There’s also Fox, who will most likely show off more X-Men and maybe a late-game push for Fantastic Four. Plus, with Marvel leaving a stage empty, it offers more room for Disney to shine with a Star Wars presentation which will undoubtedly endanger the structural integrity of the convention center’s capacity for screaming.

That’s not to mention Universal (Crimson Peak? Jem and the Holograms? Warcraft?); Lionsgate (The Last Witch Hunter? The Hunger Games (no question mark needed)); and non-comic stuff from Warners (Man from UNCLE? Pan?), among others.

Still, you can see the lack of comic book properties clearly.
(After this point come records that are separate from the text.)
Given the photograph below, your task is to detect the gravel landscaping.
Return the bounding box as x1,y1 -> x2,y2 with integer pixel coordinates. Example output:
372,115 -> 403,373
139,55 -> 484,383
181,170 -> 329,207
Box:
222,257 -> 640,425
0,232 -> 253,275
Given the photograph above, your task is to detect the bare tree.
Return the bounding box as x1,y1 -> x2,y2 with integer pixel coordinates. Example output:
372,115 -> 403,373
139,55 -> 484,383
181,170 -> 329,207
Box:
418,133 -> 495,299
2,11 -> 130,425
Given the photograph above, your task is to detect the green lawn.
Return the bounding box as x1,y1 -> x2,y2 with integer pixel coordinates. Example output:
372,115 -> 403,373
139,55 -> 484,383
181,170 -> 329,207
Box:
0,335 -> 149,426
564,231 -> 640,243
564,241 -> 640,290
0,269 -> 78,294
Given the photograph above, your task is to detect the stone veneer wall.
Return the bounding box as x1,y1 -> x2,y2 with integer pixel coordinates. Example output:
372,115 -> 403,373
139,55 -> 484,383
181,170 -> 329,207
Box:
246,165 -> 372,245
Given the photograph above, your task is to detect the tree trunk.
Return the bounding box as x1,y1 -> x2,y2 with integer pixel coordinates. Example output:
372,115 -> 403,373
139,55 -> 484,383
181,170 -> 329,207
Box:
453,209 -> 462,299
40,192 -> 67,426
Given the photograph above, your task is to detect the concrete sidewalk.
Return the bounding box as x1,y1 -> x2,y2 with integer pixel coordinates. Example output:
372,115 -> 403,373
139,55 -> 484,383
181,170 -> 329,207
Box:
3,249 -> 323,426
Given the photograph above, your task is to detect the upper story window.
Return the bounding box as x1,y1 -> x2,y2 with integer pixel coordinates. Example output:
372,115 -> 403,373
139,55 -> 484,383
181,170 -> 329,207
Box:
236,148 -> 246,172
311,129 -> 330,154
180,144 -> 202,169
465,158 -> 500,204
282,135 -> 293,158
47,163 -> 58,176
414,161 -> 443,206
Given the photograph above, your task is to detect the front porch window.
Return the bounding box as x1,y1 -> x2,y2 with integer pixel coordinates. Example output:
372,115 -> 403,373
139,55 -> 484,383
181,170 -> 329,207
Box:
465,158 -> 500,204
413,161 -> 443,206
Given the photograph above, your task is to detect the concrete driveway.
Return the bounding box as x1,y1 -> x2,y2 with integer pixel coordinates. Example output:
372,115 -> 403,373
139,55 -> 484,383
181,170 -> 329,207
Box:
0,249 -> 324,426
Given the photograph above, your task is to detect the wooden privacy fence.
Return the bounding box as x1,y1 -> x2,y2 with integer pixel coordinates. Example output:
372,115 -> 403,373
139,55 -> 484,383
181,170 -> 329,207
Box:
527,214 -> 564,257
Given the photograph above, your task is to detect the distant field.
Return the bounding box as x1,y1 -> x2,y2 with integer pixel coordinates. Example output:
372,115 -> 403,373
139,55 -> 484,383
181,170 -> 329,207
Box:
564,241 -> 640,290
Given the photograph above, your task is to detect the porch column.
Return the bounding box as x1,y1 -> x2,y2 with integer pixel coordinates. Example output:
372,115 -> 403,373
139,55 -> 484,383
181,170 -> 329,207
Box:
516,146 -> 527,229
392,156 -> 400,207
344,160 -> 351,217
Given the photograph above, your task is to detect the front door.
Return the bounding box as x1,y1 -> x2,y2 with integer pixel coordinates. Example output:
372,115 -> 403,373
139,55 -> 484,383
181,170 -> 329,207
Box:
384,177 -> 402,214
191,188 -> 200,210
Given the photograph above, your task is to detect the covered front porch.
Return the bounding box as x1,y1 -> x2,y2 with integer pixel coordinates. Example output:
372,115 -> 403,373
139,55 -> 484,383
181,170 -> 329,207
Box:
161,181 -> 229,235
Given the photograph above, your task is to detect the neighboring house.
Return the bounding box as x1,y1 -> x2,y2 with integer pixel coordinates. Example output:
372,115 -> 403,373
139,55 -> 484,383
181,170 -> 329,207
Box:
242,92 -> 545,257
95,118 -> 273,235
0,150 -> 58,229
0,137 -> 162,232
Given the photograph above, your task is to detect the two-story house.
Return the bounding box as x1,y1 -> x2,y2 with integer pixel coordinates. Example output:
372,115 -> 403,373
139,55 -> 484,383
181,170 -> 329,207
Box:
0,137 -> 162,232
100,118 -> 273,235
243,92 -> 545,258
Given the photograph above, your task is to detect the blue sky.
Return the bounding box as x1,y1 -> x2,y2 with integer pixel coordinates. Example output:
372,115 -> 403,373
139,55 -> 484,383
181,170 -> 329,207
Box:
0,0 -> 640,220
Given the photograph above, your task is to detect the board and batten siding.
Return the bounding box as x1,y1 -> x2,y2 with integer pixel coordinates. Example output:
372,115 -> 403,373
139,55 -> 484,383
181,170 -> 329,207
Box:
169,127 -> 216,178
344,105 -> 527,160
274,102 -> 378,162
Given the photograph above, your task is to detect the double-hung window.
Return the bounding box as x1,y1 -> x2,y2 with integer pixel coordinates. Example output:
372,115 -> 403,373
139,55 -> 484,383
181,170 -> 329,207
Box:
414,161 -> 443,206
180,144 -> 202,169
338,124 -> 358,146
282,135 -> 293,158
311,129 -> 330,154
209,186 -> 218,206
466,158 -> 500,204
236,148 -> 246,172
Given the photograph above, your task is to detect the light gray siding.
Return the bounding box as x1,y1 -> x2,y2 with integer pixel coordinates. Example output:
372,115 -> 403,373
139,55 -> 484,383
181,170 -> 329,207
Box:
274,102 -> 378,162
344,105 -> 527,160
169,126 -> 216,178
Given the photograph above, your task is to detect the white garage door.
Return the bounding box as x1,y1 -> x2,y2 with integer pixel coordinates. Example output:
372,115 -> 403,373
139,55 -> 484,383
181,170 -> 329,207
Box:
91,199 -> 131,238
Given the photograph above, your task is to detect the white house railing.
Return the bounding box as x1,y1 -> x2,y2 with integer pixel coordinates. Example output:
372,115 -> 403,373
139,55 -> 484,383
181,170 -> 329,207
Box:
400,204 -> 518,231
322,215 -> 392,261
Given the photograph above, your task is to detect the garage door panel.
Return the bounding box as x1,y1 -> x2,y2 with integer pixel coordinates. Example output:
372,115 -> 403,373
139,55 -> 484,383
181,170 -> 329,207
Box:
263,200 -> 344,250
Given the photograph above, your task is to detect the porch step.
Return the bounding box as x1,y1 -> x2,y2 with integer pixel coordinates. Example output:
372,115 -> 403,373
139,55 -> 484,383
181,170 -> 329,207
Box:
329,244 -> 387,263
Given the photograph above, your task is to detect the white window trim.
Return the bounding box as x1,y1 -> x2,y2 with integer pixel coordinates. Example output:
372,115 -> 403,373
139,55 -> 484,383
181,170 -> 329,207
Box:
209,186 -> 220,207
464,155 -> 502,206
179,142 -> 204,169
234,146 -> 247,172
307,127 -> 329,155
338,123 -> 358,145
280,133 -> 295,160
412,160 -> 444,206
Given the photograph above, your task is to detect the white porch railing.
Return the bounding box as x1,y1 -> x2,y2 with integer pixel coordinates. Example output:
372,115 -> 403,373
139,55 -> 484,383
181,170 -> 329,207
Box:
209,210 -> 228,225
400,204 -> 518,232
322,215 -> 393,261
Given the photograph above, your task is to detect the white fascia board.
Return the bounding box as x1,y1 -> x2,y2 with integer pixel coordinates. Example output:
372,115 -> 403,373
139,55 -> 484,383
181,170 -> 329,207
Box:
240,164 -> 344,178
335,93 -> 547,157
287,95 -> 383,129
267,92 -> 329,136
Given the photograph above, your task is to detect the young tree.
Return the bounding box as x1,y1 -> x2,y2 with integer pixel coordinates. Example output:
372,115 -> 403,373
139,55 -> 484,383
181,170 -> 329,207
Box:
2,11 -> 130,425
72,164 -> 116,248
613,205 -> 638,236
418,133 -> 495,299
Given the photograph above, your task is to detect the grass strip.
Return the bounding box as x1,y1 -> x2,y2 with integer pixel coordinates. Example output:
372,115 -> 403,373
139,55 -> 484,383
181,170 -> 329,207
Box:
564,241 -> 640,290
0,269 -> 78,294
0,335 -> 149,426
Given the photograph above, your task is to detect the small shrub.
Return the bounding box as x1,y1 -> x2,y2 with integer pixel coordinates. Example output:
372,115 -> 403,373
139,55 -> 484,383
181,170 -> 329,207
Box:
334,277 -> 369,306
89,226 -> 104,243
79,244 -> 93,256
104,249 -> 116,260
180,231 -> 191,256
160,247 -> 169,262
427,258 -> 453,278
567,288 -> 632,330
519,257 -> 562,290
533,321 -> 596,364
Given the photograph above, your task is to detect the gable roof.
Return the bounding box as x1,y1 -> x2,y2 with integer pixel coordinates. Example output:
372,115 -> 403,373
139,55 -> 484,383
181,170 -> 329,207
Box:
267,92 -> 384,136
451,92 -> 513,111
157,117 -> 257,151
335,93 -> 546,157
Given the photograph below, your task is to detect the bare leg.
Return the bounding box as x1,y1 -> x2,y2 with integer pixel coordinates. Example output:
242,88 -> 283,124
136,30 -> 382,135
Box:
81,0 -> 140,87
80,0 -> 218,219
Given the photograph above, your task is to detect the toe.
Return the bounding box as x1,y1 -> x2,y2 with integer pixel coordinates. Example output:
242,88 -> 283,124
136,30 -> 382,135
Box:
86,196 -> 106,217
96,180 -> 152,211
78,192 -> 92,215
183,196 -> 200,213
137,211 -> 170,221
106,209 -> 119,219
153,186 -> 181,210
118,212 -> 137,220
Marvel’s decision to ignore Comic-Con’s largest stage and, to a less extent, the other studios’ same decision, solidifies the culture change of the event. It’s evolved so far beyond comic book culture that now Marvel won’t even be involved at its most conspicuous stage. While at one point all the non-comic stuff was anchored by Iron Man, now we have no choice but to view Comic-Con for what it’s become: Popular Things We’ve Heard Of-Con or Things That Might Be of Tangential Interest to Comic Book Fans-Con.

That’s not a bad thing. In fact, it’s a good thing because the Con allows a safe space for fans of all kinds of a media a place to be as passionate as they want to be. That shouldn’t only extend to comic book readers.

At the same time, I’ve borne witness to Marvel’s power in Hall H. As perhaps the only studio that really understood how to make a presentation sing, they have almost always been the fireworks show of the weekend. Without them, either another studio will emerge as the new star, or Hall H won’t reach the right crescendo.

Just kidding. The Force Awakens is going to level the place.